Dr. Seuss Back in Stores With Newly Discovered Children's book
JULY 29, 2015
New York. A new book by much-loved children's author Dr. Seuss hit stores on Tuesday, 24 years after his death.
"What Pet Should I Get?" was discovered in November 2013 while the author's widow, Audrey Geisel, was going through boxes of old material in their California home.
Publishers said it is expected to be followed by least two other books based on material left by the prolific and award-winning author Theodor Geisel, who wrote under the pen-name Dr. Seuss and who died in 1991.
"This book is all his drawings," said the Geisels' former secretary, Claudia Prescott.
"It's the only [book] we found that was complete ̶ some of the verses had slipped off the story boards because the scotch tape was so old it turned brown, so the Random House people went through and spent a lot of time getting them in the right order."
"What Pet Should I Get?" is published by Random House Children's Books, a unit of Germany-based media group Bertelsmann SE & Co.
Prescott, who has worked for the Geisels since 1972, said the author had many unfinished ideas, not all of which resulted in books.
"He called it the bone pile ̶ he'd go and take something out of the bone pile," she said.
Cathy Goldsmith, the author's former art director, has said "What Pet Should I Get?" was probably written between 1958 and 1962.
It features the brother and sister characters introduced in the Dr. Seuss book "One Fish Two Fish Red Fish Blue Fish," which was published in 1960, and centers on their trip to a pet store to pick out a new friend.
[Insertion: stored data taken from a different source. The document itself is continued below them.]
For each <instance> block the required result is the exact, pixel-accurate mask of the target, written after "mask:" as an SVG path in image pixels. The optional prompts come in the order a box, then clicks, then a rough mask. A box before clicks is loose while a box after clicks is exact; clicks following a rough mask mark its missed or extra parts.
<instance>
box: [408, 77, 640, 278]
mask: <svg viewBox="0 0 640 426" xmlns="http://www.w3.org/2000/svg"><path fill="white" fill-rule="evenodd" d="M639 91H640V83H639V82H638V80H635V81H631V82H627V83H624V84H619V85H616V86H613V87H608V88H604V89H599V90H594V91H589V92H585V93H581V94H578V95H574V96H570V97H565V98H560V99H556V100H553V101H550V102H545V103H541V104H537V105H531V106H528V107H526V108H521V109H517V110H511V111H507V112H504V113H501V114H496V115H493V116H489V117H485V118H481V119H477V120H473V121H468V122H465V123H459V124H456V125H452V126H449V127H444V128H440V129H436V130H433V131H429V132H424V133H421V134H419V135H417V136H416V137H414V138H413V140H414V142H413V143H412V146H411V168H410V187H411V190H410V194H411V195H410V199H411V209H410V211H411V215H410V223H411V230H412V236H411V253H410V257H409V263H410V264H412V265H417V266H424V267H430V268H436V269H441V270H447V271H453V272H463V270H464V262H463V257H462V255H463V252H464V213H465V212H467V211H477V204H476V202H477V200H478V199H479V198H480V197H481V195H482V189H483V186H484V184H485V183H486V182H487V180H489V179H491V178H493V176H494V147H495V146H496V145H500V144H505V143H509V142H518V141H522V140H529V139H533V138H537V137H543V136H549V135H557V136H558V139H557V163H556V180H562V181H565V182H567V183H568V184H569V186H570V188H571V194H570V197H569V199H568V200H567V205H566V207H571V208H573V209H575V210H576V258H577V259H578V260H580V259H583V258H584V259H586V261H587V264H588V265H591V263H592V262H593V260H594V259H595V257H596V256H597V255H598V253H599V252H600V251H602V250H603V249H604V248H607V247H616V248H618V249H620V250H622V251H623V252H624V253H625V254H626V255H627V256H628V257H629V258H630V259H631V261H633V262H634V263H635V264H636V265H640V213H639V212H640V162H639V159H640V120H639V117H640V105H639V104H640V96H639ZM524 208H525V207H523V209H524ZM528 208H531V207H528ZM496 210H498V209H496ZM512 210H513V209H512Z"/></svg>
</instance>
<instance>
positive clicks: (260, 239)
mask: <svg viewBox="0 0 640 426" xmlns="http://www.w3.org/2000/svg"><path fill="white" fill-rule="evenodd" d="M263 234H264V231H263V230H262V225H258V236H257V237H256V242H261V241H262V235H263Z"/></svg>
Geisel, who began publishing books as Dr. Seuss in 1931, wrote and illustrated more than 45 books, including "The Cat in the Hat," "Green Eggs and Ham" and "How the Grinch Stole Christmas," before his death at the age of 87.
More than 650 million copies of his works have been sold worldwide.
Three other books have been published since Geisel died, but this is only the second where all the work was done by Geisel ̶ except coloring the characters, which was done by Goldsmith.